A lenta transição da sociedade brasileira para a modernidade tem como marco a vinda da família real portuguesa para viver aqui, em 1808. Este fato engendra uma série de novidades culturais e intensifica a influência de valores europeus em diferentes contextos da vida social. A emergente família burguesa brasileira passa a ver nos internatos o contexto ideal para a educação e a formação das gerações mais novas. Como a maior parte dos colégios vinculava-se a ordens religiosas, pode-se supor que, durante quase duzentos anos, os valores de classe média e a regulação moral do comportamento de várias gerações foram apoiados na moral cristã.
À medida que o sistema de ensino laico foi-se disseminando em território brasileiro, também a escola vai-se convertendo em espaço multicultural, que reflete e dá voz à multiplicidade de influências culturais presentes na sociedade. Por outro lado, ao passo que as relações de trabalho vão se tornando cada vez mais complexas, também a família passa a depender de modo crescente da escola e de instituições de cuidado, como creches e escolas de esportes.
Mesmo não mais permanecendo durante a infância e adolescência reclusas em internatos, a típica infância e adolescência de classe média da contemporaneidade tem seu tempo dividido entre rotinas e atividades que visam a ampla ocupação de seu tempo. As atividades são orientadas para o aprimoramento de competências virtualmente exigidas pelo futuro mundo do trabalho, de tal modo que pouco tempo é deixado para as interações afetivas espontâneas, as amizades, a formação de grupos de pares e o lazer. Ademais, pouquíssimas oportunidades são dadas ao convívio familiar, ao conhecimento mútuo de pais e filhos, ao desenvolvimento da identidade familiar e à negociação de uma pauta coerente de valores, que o jovem leve para a vida social.

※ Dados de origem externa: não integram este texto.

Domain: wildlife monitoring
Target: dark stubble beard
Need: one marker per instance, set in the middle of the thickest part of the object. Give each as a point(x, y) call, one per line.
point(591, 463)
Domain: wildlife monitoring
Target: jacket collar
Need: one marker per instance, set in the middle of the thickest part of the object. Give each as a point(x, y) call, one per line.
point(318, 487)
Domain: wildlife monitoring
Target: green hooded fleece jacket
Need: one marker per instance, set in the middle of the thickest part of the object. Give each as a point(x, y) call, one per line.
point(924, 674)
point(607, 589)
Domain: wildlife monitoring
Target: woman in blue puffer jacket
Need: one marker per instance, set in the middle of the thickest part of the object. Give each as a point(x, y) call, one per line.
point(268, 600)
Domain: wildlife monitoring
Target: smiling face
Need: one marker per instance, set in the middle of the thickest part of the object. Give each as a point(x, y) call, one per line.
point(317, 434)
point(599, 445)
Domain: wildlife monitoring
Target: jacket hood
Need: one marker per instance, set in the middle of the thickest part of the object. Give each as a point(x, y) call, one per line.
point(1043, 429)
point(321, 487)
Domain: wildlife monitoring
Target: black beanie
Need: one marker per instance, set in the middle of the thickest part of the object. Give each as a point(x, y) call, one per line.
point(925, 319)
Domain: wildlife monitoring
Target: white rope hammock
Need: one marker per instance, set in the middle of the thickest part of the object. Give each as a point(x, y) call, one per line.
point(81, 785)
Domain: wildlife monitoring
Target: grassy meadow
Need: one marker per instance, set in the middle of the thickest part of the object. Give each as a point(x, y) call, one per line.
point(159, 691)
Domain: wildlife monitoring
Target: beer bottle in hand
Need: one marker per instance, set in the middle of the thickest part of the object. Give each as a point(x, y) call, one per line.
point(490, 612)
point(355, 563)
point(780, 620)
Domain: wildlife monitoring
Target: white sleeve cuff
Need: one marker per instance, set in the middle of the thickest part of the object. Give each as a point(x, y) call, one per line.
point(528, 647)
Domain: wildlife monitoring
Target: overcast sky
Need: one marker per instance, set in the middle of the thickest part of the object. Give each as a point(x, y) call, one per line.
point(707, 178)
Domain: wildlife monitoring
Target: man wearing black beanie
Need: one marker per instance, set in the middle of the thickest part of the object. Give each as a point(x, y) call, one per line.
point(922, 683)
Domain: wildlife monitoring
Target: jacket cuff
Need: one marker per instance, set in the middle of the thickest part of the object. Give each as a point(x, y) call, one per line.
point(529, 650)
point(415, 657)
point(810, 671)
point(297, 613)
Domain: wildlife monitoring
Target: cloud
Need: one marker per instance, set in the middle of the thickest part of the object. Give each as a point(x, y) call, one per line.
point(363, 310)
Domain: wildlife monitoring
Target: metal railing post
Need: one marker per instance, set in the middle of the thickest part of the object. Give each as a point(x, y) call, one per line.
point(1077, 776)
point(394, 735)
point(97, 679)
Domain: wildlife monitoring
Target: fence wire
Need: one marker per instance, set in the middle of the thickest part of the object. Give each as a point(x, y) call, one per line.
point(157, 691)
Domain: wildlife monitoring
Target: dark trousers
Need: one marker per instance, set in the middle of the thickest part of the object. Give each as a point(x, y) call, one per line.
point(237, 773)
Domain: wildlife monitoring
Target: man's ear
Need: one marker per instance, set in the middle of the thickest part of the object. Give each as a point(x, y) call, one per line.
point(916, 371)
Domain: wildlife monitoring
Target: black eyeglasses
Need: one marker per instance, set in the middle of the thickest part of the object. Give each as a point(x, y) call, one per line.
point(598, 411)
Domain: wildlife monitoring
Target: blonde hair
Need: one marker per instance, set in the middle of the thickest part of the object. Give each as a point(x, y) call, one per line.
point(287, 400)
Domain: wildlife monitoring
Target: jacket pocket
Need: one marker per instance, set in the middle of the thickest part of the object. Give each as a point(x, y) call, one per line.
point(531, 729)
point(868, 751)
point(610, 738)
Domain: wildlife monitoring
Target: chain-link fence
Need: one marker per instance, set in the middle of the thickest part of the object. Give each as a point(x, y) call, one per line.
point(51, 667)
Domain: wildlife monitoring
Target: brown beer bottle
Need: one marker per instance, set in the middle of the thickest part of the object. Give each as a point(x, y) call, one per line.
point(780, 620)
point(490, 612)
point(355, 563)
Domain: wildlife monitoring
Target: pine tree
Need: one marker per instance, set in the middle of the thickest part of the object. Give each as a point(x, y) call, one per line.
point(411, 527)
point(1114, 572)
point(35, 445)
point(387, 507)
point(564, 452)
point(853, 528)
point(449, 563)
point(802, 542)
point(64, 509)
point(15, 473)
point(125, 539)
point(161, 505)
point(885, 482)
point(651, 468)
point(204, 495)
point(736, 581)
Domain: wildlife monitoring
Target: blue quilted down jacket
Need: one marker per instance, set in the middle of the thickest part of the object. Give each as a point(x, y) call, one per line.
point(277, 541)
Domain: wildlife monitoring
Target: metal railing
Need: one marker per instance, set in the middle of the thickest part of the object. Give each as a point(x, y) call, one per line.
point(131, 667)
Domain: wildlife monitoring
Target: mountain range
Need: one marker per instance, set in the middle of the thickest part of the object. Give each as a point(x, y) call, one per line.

Assim, proponho refletir sobre os efeitos subjetivos desse cenário. O processo de individuação no curso de vida converte-se em individualização. Não são desenvolvidas as competências para o lidar com a diferença, com a alteridade. A ação social da pessoa é marcada pela xenofobia, pelo intenso desprezo pelos diferentes. Nesse aspecto, é importante salientar que, desde tempos imemoriais, a juventude tem no comportamento de risco um fator de desenvolvimento. Entretanto, ensaiar comportamentos de risco costumava representar novas possibilidades para o ?eu? por meio da superação de limites. O que nos causa preocupação nos dias atuais é que as situações de risco vêm ancoradas na negação, no desrespeito e na destruição do outro. Deixa de ser oportunidade de desenvolvimento e se converte em crime!